Micalizzi's exploit installs a Web shell application called pwn.jsp that can be used to execute shell commands on the operating system via HTTP requests. The commands are executed with the privileges of the OS user running JBoss, which in the case of some JBoss deployments can be a high privileged, administrative user.
Researchers from security firm Imperva have recently detected an increase in attacks against JBoss servers that used Micalizzi's exploit to install the original pwn.jsp shell, but also a more complex Web shell called JspSpy.
We were alerted to the problem by the remote site, which experienced the equivalent of a Denial of Service (DOS) attack because the damn rogue application we caught started sending out streams of gibberish (fortunately NOT patient data) fast enough to bring down the system. We were blamed for having the infection, and it did indeed nest there on our server, but the infection actually came through our hosts' network. That gap has now been sealed.
Here's the more detailed description from my PACS guys:
On Wednesday our PACS vendor Merge acknowledged a JBOSS vulnerability within the PACS application.
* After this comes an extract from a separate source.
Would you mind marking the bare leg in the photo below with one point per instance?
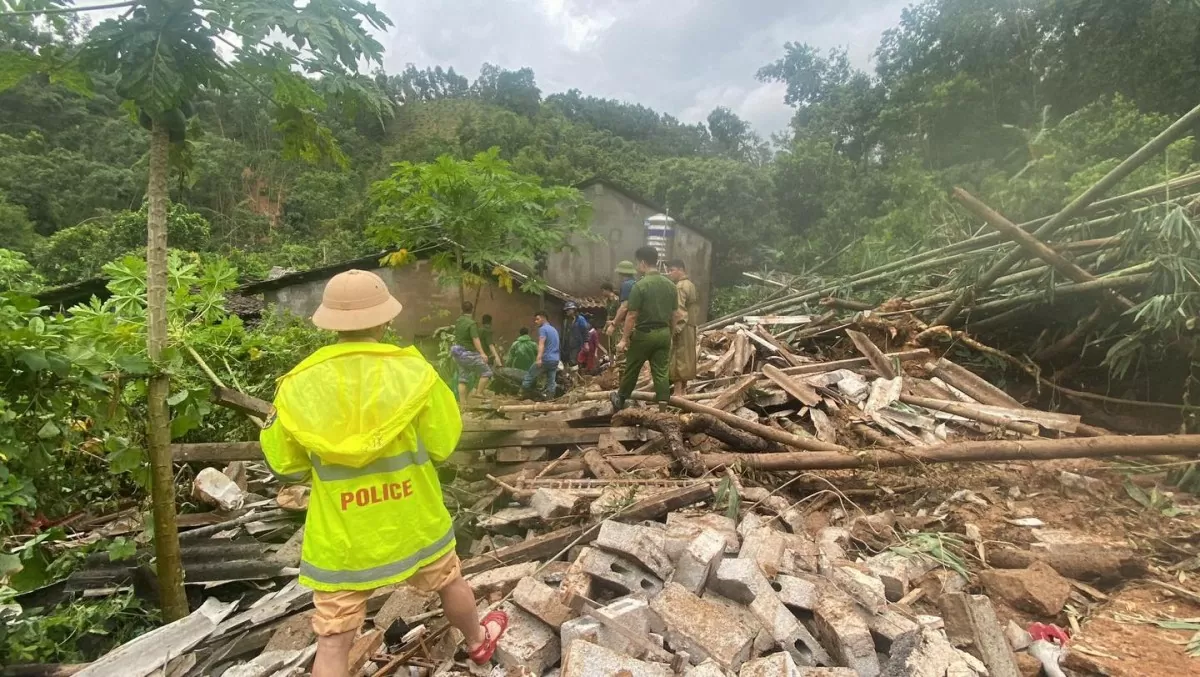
(333, 655)
(481, 389)
(459, 605)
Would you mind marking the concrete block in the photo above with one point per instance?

The exploit was a worm that scoured the Internet for all un-patched JBOSS versions 4.x and 5.x that were accessible via TCP port 8080. Because TCP port 8080 was open on the firewall for the spoke PACS server the worm was able to find and infect the PACS server. The exploit only affected the PACS server because it runs JBOSS. After we examined what the worm was trying to accomplish, it was determined that the payload consisted of PERL scripts designed to take the server and network down. On Tuesday afternoon, we created a script that constantly killed the process that was overloading the network and that protected the network until Merge could create a patch.
Merge's software development team and IT Security recreated the affected server in a test environment and were able to reproduce the exploit. They created a patch and thoroughly tested it. As of 4pm Thursday, Merge patched the security hole within JBOSS and the site closed TCP 8080 and TCP 80 on the firewall securing the server against further attacks from this exploit.
Merge has assured us that no patient data was compromised or sent out as a result of this exploit.
My compliments to Merge for acting VERY quickly to contain this problem. We were about to be forced off-line as a shotgun fix to the situation. Which would have compromised patient care, but that's another story.
So...to all Merge PACS customers...please contact Merge to see if you need this patch. Most likely, you do. But don't everyone call them all at once, please.